Im Skisport nehmen schwere Knieverletzungen zu. Bei den Alpinen, weil die neuen Bindungen zwischen Schuh und Ski inzwischen so starr sind, dass Bänder und Gelenke in den Beinen bei harten Schlägen keine Möglichkeit haben, auszuweichen. Sie reißen, brechen oder verspringen stattdessen.
Bei den Skispringern hat die Zahl der Kreuzbandrisse in den vergangenen Jahren dramatisch zugenommen. „Daran sind wir nicht ganz unschuldig“, sagte Walter Hofer, Rennleiter des Weltverbandes Fis, vor Beginn dieser Saison. Und er hat auch eine Ursache ausgemacht: Die Skispringer nehmen in Spuren aus Eis und Keramik Anlauf, nicht mehr in Schneespuren. Die Ski wackeln darin kaum noch, skifahrerische Fähigkeiten sind beim Anlauf kaum noch gefragt. Das hat ganz neue Möglichkeiten bei der Ski-Entwicklung eröffnet. „Die Skisprung-Ski werden nicht mehr zum Skifahren, sondern nur noch zum Fliegen gebaut“, sagte Hofer.

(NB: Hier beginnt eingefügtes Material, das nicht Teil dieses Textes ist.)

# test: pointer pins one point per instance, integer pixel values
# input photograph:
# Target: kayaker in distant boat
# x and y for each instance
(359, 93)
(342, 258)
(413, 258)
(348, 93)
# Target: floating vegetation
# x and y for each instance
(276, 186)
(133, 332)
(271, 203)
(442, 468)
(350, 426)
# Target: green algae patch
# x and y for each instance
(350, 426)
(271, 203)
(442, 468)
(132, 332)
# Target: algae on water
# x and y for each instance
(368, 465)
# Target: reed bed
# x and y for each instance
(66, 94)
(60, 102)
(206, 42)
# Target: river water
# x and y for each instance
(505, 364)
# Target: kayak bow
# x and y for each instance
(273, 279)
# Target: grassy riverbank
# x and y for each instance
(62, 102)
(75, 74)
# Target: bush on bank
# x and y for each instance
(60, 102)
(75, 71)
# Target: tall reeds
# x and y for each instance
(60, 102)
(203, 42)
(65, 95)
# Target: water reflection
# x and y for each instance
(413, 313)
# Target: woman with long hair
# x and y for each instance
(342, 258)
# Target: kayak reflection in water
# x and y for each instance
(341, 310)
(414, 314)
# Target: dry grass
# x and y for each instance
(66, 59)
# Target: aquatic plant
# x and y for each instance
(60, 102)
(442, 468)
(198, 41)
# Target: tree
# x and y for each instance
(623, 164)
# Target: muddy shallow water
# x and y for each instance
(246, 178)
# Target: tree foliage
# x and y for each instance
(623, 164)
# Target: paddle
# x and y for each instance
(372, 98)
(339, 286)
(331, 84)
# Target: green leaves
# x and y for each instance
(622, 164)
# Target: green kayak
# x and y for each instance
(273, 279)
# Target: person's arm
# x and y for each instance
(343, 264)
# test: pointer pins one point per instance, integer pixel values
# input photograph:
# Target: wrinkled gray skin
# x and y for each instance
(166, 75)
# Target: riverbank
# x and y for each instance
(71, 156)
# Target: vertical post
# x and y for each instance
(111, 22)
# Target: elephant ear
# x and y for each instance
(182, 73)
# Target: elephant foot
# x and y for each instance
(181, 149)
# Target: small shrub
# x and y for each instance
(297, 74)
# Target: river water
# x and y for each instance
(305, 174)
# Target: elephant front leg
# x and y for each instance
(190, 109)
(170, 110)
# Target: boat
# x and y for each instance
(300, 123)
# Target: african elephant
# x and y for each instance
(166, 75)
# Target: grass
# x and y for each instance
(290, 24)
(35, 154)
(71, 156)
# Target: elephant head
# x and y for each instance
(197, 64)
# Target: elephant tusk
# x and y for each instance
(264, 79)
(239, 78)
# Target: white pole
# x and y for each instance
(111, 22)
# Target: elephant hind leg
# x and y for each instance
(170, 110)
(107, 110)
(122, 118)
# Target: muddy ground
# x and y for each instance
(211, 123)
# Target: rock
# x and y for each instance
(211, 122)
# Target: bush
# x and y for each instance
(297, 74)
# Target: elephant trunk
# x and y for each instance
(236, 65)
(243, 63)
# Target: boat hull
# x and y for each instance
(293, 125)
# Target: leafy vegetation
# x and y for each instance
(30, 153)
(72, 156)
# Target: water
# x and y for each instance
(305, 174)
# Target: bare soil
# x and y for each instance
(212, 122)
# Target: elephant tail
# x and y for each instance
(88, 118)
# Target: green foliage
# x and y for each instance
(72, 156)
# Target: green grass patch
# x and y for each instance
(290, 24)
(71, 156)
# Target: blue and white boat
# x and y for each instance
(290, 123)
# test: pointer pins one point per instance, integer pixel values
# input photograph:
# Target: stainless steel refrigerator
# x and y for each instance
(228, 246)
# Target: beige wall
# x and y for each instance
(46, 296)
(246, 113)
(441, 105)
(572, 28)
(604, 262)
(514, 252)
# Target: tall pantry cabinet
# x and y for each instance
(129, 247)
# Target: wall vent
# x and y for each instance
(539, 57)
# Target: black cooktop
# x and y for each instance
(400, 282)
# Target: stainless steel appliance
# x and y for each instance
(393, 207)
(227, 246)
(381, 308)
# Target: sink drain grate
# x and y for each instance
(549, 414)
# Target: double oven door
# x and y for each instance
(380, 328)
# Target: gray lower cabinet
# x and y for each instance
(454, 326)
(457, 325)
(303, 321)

Das macht die Sportler schneller, ihre Sprünge weiter. Das macht die Ski aber auch weniger gut lenkbar bei der Ausfahrt und den Druck auf die Knie bei der Landung höher. Die Verletzungsproblematik habe sich dadurch von der Anlauf- und Flugphase in die Landung verlagert.
Die Fis will sich dem Problem annehmen. Neue Auflagen für Schuhe, Bindungen und Ski könnten eine Lösung sein. Weniger Anlauf und damit geringere Weiten ebenfalls. Andreas Bauer, Bundestrainer der Skispringerinnen, muss in diesem Winter auf vier Athletinnen verzichten, die sich am Knie verletzt haben. Er hofft, dass es für den nächsten Winter Verbesserungen
gibt. Er sitzt selbst in der Materialkommission der Fis und kann so Einfluss nehmen. „Ich denke, es ist einfach notwendig, im Frühjahr alles auf den Prüfstand zu stellen“, sagte er.
Doch es gibt auch andere Gründe, neue Materialien zu verbieten. Im Schwimmen sorgten in den 2000er Jahren Ganzkörperanzüge für Aufsehen. Der Australier Ian Thorpe setzte damit neue Bestmarken. Der Start einer Materialschlacht um die schnellsten Anzüge aus Hightech-Kunststoffen. Einige imitierten die Haut von Haien. Verbesserten so die Gleitfähigkeit der Sportler im Wasser. Die Fina, der Weltschwimmverband, beendete die Materialschlacht. Seit 2010 sind keine Ganzkörperanzüge mehr erlaubt und nur noch welche aus textilen Materialien.
Zum sportlichen Wettbewerb gehört auch, dass derjenige, der besseres Material entwickelt, einen Vorteil hat – zumindest dann, wenn er sich an die Regeln hält. Problematisch wird es dann, wenn Konkurrenten dauerhaft der Zugang zu Material verwehrt wird, dessen Wettbewerbsvorteil so groß ist, dass er durch reines sportliches Talent nicht wettzumachen ist.
Die Entwicklung neuer Technik und neuen Materials bringt es mit sich, dass sie teuer ist. Viele Hightech-Materialien sind kostspielig. Das macht es ärmeren Sportverbänden und Nationen unmöglich, wettbewerbsfähig zu sein. In Deutschland beauftragen Bundesregierung und Sportverbände zum Beispiel Institute zur Entwicklung im Sport.
Im Radsport oder in der Leichtathletik machen nicht selten finanzstarke Sponsoren den entscheidenden Vorteil aus. Einige Sportverbände regulieren das Material der Athleten deswegen stark. In anderen Bereichen setzen Sportverbände aber genau auf die Innovationen einzelner Teams oder Hersteller. Denn die Erfindungen einzelner können am Ende auch eine ganze Sportart besser machen.
Und so wird es auch im kommenden Jahrzehnt nicht nur darum gehen, wer der beste Athlet ist, sondern auch darum, wer das beste Material zur Verfügung hat.